Rocky, coiffeur punk et premier manager de Métal Urbain.

Il en va de même pour l’édition (et le visuel en général), dominée par les « fanzines » amateurs dont
le plus célèbre est Maximum Rock’n Roll, basé à San Fransisco, crée en 1982 et qui existe toujours.
Depuis l’apparition du punk en 1976, les fanzines et les affiches en noir et blanc font partie
intégrante du mouvement.

Enfin, il faut savoir que généralement les paroles sont très importantes dans ces styles musicaux, où
l’engagement est bien vu, et où les paroles doivent le laisser transparaître. De même l’intégrité
artistique est essentielle pour qu’un groupe puisse se considérer et être considéré par ses pairs
comme « punk ».

La musique peut être de la meilleure qualité qui soit, si le groupe chante des chansons d’amour
« fleur bleue » dans une soirée promotionnelle pour un supermarché ou une marque de chaussure,
c’est le bannissement assuré de la scène punk. C’est pourquoi les groupes « mainstream » (célèbres
et diffusés en radio et télévision) comme Green Day ou Blink 182, musicalement punks, sont reniés
par la grande majorité des gens de la scène, aux Etats Unis comme en Europe : ils sont maquillés,
distribués par Universal Music ou une autre maison de disque « Major » (par opposition aux labels
indépendants comme ceux cités plus haut), tournent des clips pour MTV et vont jouer en Irak pour
les Marines américains.
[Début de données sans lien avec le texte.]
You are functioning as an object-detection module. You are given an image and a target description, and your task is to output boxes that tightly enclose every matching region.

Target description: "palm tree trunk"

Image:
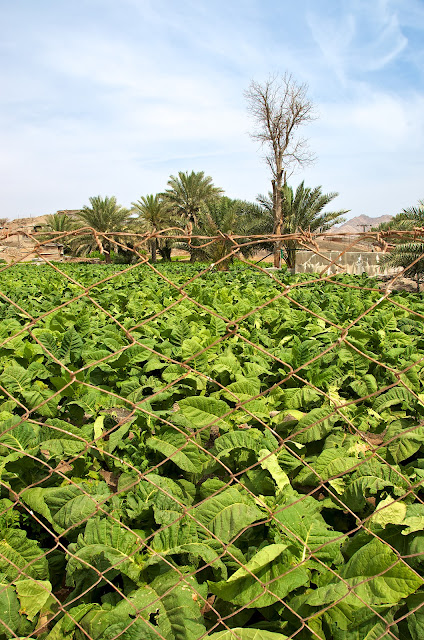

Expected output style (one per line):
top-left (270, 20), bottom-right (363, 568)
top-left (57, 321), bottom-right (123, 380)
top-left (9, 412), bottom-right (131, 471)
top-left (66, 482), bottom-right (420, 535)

top-left (150, 238), bottom-right (157, 263)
Il serait trop compliqué de rentrer dans la polémique « qui est punk et qui
ne l’est pas », mais il faut simplement garder à l’esprit qu’être une star, même avec des cheveux
rouges, des tatouages et des blousons à clous, n’est absolument pas punk. A ce titre, si les Sex
Pistols (qui avaient un manager et ont sorti leur unique disque sur EMI) faisaient la même chose
aujourd’hui, ils seraient haïs par les punks. Aujourd’hui encore, ce groupe est au centre de tous les
débats à cause de ça.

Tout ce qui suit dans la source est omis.